Le Cycle des contrées
- Author: Jacques Abeille
- Cover artist: François Schuiten (Le Tripode)
- Country: France
- Language: French
- Genre: novel
- Publisher: Flammarion; Ginkgo éditeur; Deleatur; Le Tripode;
- Published: 1982–2020
- No. of books: nearly 10 novels (counts vary), short story collections

= Le Cycle des contrées =

Novel series by Jacques Abeille

Le Cycle des contrées (The Cycle of Countries) is a novel series by Jacques Abeille, published between the early 1980s and 2020. Apart from novels, it also includes a number of short stories.
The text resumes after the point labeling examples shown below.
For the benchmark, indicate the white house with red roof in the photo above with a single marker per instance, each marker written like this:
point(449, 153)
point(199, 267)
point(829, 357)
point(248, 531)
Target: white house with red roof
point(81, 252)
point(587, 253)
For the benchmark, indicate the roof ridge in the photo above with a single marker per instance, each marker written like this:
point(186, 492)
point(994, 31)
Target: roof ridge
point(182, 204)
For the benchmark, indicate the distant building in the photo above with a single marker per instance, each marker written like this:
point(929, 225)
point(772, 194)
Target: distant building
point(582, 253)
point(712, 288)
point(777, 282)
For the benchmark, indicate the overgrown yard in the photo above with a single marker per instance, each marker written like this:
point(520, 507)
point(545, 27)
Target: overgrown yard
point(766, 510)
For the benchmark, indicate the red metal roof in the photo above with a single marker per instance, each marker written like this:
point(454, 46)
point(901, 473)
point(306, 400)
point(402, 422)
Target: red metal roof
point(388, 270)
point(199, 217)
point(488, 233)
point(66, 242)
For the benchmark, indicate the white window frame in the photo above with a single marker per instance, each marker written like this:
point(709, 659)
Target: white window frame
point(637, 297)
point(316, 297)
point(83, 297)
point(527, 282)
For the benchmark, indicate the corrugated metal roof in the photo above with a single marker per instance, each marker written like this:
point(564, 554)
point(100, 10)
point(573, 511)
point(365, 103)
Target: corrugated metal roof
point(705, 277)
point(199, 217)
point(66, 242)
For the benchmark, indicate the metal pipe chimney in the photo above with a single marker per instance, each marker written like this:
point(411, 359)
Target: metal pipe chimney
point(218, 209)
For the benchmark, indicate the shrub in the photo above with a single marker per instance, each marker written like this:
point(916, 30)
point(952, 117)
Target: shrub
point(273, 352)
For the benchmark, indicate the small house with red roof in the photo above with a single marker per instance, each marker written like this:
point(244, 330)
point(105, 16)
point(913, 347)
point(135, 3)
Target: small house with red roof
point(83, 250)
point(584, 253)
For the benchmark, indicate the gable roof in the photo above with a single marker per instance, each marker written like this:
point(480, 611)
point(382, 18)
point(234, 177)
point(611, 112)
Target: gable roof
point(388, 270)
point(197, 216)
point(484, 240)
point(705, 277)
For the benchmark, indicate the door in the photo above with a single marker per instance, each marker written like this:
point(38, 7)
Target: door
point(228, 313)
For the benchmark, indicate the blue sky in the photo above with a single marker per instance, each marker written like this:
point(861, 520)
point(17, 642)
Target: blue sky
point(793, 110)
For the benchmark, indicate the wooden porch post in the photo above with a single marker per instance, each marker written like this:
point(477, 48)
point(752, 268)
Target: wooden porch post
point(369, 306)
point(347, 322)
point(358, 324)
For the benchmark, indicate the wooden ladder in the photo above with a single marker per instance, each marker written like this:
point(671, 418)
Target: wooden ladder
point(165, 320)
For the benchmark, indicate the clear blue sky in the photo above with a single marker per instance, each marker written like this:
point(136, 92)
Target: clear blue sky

The series is set in imaginary countries. At the center of these imaginary territories, the Empire of Terrèbre and its eponymous capital are the setting for the second and, in part, the third novel on the series. The series was republished in five volumes by Le Tripode, with the final installment released in October 2020.

== Novels ==
- Les Jardins statuaires (Flammarion, 1982; reissued by Joëlle Losfeld, 2004; reissued by Attila, 2010; reissued by Le Tripode, 2016)
- Le Veilleur du jour (Flammarion, 1986; reissued by Ginkgo éditeur/Deleatur, 2007; reissued by Le Tripode, 2015)
- La Clef des ombres (Zulma, 1991; reissued by Le Tripode, 2020)
- Les Voyages du fils (Ginkgo éditeur/Deleatur, 2008; reissued by Le Tripode, 2016).
- Les Chroniques scandaleuses de Terrèbre (under the pseudonym Léo Barthe, Ginkgo éditeur/Deleatur, 2008)
- Les Barbares (Attila, 2011)
- La Barbarie (Attila, 2011)
- La Vie de l'explorateur perdu (2020)

== Short stories ==
- Les Carnets de l'explorateur perdu (Ombres, 1993)
- Louvanne (Deleatur, 1999)
- L'Écriture du désert (Deleatur, 2003)

== Illustrated books ==
- Les Mers perdues (in collaboration with François Schuiten, illustrated, Attila, 2010)
- La grande danse de la réconciliation (short story, illustrated by Gérard Puel, Le Tripode, 2016)

== Awards ==
Le Cycle des contrées won a special mention in the 2010 Wepler Prize. In 2021, it won the Grand prix de l'Imaginaire (Special Prize).